Including the structure-oriented space-varying median filter into an inversion framework

The blending process can be summarized as the following equation:

$\displaystyle \mathbf{d}=\Gamma\mathbf{m},$ (7)

where $\mathbf{d}$ is the blended data, $\Gamma$ is the blending operator, and $\mathbf{m}$ is the unblended data. The formulation of $\Gamma$ has been introduced in Mahdad (2012) in detail. When considered in time domain, $\Gamma$ corresponds to blending different receiver signals into one channel according to the shot schedules of different shots. Deblending amounts to inverting equation 7 and recovering $\mathbf{m}$ from $\mathbf{d}$.

Because of the ill-posed property of this problem, all inversion methods require some constraints. Chen et al. (2014) proposed a general iterative deblending framework via shaping regularization Fomel (2007a). The iterative deblending is expressed as:

$\displaystyle \mathbf{m}_{n+1} = \mathbf{C}[\mathbf{m}_n+\mathbf{B}[\mathbf{d}-\Gamma\mathbf{m}_n]],$ (8)

where $\mathbf{C}$ is the shaping operator, which provides some constraints on the model, and $\mathbf{B}$ is the backward operator, which approximates the inverse of $\Gamma$. The shaping regularization framework offers us much freedom in constraining an under-determined problem by allowing different types of constraints. In this paper, the backward operator is simply chosen as $\lambda\Gamma^*$, where $\lambda$ is a scale coefficient closely related with the blending fold, and $\Gamma^*$ stands for the adjoint operator of $\Gamma$ (or the pseudo-deblending operator). For example, $\lambda$ can be optimally chosen as $1/2$ in a two-source dithering configuration (Chen et al., 2014; Mahdad, 2012).

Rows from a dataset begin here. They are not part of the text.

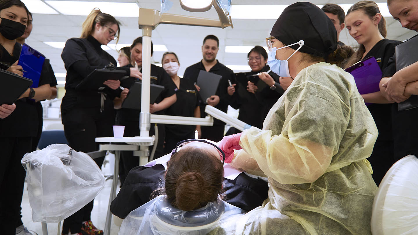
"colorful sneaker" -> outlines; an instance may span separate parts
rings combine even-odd
[[[83,235],[102,235],[103,230],[97,229],[93,225],[91,220],[88,220],[83,223],[81,233]]]

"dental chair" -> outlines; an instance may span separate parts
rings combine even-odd
[[[379,186],[373,205],[373,235],[418,234],[418,158],[396,162]]]

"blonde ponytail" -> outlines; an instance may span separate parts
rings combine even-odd
[[[93,9],[83,22],[81,36],[82,38],[87,38],[94,30],[96,24],[99,23],[100,26],[104,26],[108,24],[116,24],[117,25],[117,32],[116,36],[117,37],[116,43],[119,41],[119,35],[120,33],[120,23],[112,15],[102,12],[100,9],[96,8]]]
[[[99,14],[102,13],[100,9],[96,8],[93,9],[90,14],[87,16],[86,20],[83,22],[82,26],[81,36],[82,38],[87,38],[89,35],[92,34],[94,28],[94,20],[99,15]]]

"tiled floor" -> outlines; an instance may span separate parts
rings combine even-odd
[[[106,156],[106,160],[109,161],[102,167],[102,171],[105,175],[113,174],[113,166],[115,161],[114,156],[109,154]],[[104,229],[104,222],[106,220],[106,213],[109,203],[109,197],[110,193],[110,188],[112,186],[112,179],[109,179],[106,182],[104,187],[100,192],[99,194],[94,199],[94,207],[92,212],[92,221],[96,227],[101,229]],[[38,222],[34,223],[32,220],[32,209],[29,205],[28,198],[28,191],[26,190],[27,185],[25,184],[25,190],[23,192],[23,196],[22,202],[22,220],[23,224],[29,230],[32,230],[38,234],[42,234],[42,228],[41,223]],[[117,192],[119,192],[119,187],[117,187]],[[62,222],[61,222],[62,225]],[[58,227],[58,223],[47,224],[48,234],[50,235],[57,234]],[[111,235],[117,235],[119,232],[119,227],[112,222],[112,227],[110,230]],[[59,235],[61,234],[60,231]]]

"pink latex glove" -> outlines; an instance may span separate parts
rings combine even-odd
[[[225,153],[225,162],[230,163],[234,158],[234,149],[242,149],[240,146],[240,138],[242,133],[224,136],[218,146]],[[222,159],[221,159],[221,160]]]

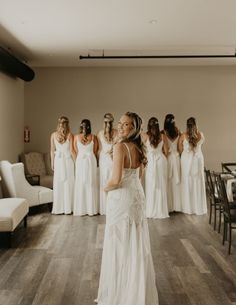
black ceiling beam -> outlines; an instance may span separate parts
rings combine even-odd
[[[236,54],[225,54],[225,55],[101,55],[101,56],[82,56],[83,59],[158,59],[158,58],[236,58]]]
[[[0,47],[0,71],[26,82],[34,79],[34,71],[2,47]]]

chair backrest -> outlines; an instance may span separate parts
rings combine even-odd
[[[214,173],[214,177],[215,177],[219,197],[223,204],[224,214],[228,217],[229,220],[231,220],[229,200],[226,192],[225,181],[222,178],[221,173]]]
[[[212,202],[216,202],[216,201],[220,202],[220,196],[216,186],[215,176],[213,172],[211,172],[210,170],[205,170],[205,174],[206,174],[207,188],[208,188],[208,192],[209,192],[208,194],[210,200],[212,200]]]
[[[16,187],[12,176],[12,164],[9,161],[0,162],[3,194],[5,197],[16,197]]]
[[[29,152],[21,154],[20,159],[25,165],[26,174],[40,176],[47,174],[43,153]]]
[[[236,162],[222,162],[221,167],[224,173],[236,173]]]

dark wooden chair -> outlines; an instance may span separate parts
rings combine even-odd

Given a sparsity or rank constraint based shaping operator, we are proposing the hybrid shaping operator, which is constructed by cascading the structure-oriented space-varying median filter and the rank constraint based shaping operators. During the iterations, we need to vary the filter length $L$ with each iteration, e.g., starting from a relatively large $L$ and decreasing it to 1. It is worth noting that the median filter based methods can only be effective in filtering but not effective in inversion if not combined with other constraints. It is because the median filter is very powerful in rejecting impulsive noise but is not convenient to control for signal preservation.